About the spectrum of his activities
Besides building his own brand of delivering excellent training and team building services, Doru founded his own company named Camelot. “All the experience I gained as a volunteer was monetized and transformed into a qualitative and unique product on our market. Camelot is the company that offers unique, memorable and impactful experiences for those working with us. We offer training, team building, human resource management and event management consulting,” specifies Doru.

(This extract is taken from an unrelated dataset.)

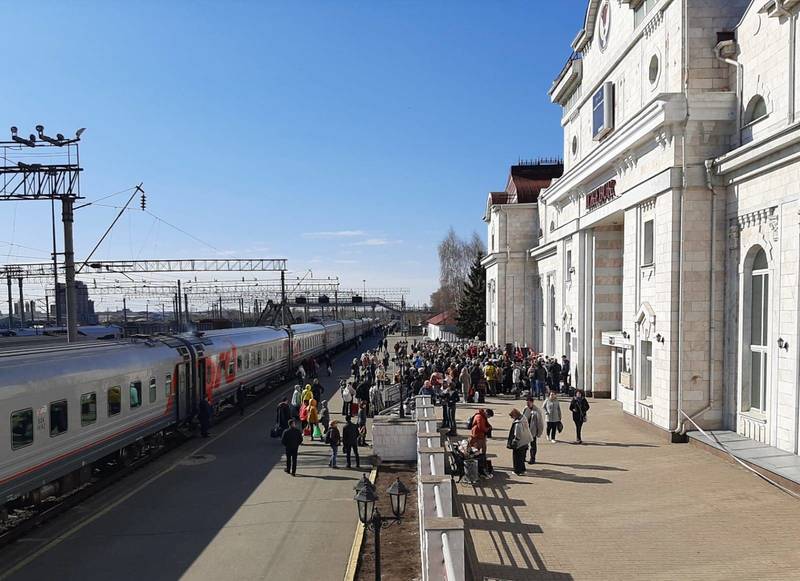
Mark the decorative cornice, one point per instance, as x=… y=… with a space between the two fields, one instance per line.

In parallel, Doru is doing his master’s degree in Human Resources Management at Babeș-Bolyai University, Cluj-Napoca. He often commutes from Cluj-Napoca to Chișinău and back. When asked how he manages it; he often jokes that he learned teleportation. “I go to classes when I have to present projects, I am in Chișinău for training and team building activities, and I go to Bucharest for meetings with partners and potential clients. I am always on the road.” It’s not easy for Doru to do it all, still it is very rewarding in the end.

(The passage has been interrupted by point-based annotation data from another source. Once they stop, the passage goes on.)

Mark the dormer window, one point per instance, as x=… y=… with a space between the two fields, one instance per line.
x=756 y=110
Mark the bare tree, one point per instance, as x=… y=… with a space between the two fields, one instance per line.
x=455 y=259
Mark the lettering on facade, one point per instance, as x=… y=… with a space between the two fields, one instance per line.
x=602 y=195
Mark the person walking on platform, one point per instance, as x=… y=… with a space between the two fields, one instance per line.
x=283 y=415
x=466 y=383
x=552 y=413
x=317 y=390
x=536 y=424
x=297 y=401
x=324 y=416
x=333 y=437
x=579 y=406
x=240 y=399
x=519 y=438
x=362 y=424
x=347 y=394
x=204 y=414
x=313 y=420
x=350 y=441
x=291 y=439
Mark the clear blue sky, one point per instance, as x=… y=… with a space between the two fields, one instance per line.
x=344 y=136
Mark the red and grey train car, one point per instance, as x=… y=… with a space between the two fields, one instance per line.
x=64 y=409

Just like his work, travelling is another ‘drug’ that gives him energy and inspiration, as Doru states. “The more I travel, the more I want to do it. Every visited country has had a huge impact on me.” Until this moment, Doru managed to discover 49 countries and more than 200 cities from Europe and Asia. His personal top of countries is led by Georgia, Portugal and Sri Lanka. “The 50th country has to be very special. I hope it will be Peru, Colombia or India.”

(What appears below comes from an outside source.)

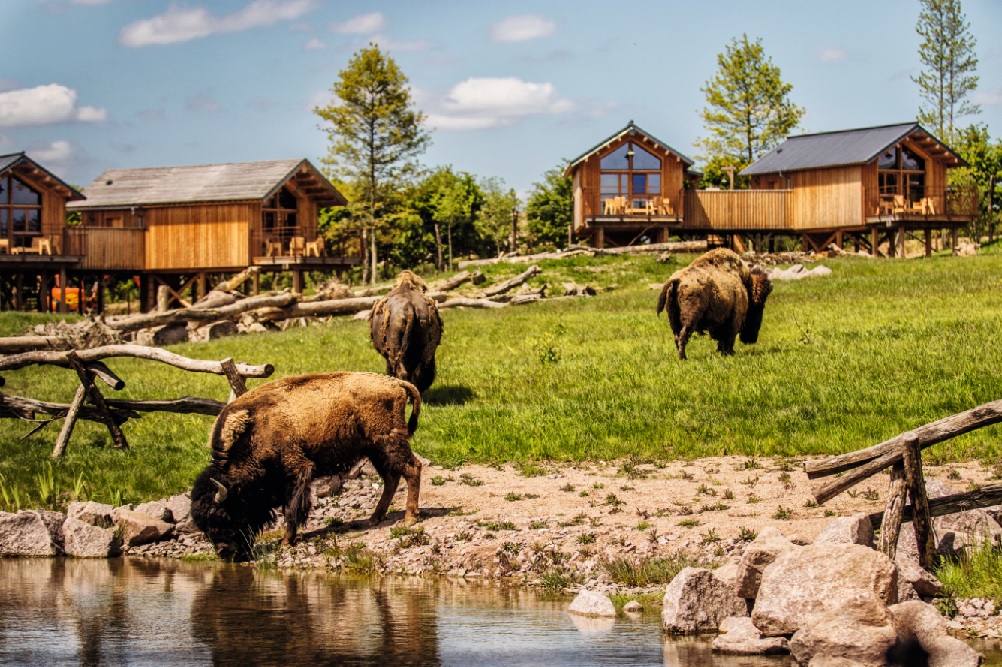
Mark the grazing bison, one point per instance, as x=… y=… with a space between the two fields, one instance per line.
x=717 y=293
x=269 y=444
x=406 y=329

About the hidden part of the iceberg
Doru could tell from his personal experience how harsh the public opinion could be in regard to people that don’t want to take the ordinary way and how inefficient the educational system in the Republic of Moldova became. Only few know about the challenges Doru had in his effort to combine university, job, travelling, sports and volunteering activity.
Only few know that our protagonist was forced to confront the traditionalist views of the Moldovan university system. “I had a conflict situation with the university where I was doing my bachelor’s degree and, for 8 years, I have been investing my effort in graduating without giving up on our poor education system.” He also had to confront some of the most trivial stigmata of the Moldovan society: <<A man has to make money. The rest is a waste of time.>> or <<Forbes? Did they pay you for it? How did it help?>>
Doru preferred to prioritize his own needs and aspirations. “My experience with formal education was not necessarily the most enjoyable, as I am not the person who accepts to waste time on things that do not add value.” He considers that young people have to combine studies with other activities in order to be successful. It can be opening own business, volunteering, participating in international exchange of studies and volunteer programs, doing internships, organizing projects, events, etc.
“University provides the theoretical basis. It represents only 20% of your employment portfolio, the remaining 80% comes from practical experience. Young people need education, but with no other experience besides, they will not be able to distinguish themselves on the labour market.”
Doru declares himself a happy and a fulfilled person and, at the same time, he thinks there is still room for improvement: “That motivates me to never stop.” He says that the key to the balance between personal and professional life is efficient communication. The rest can be managed through patience and hard work.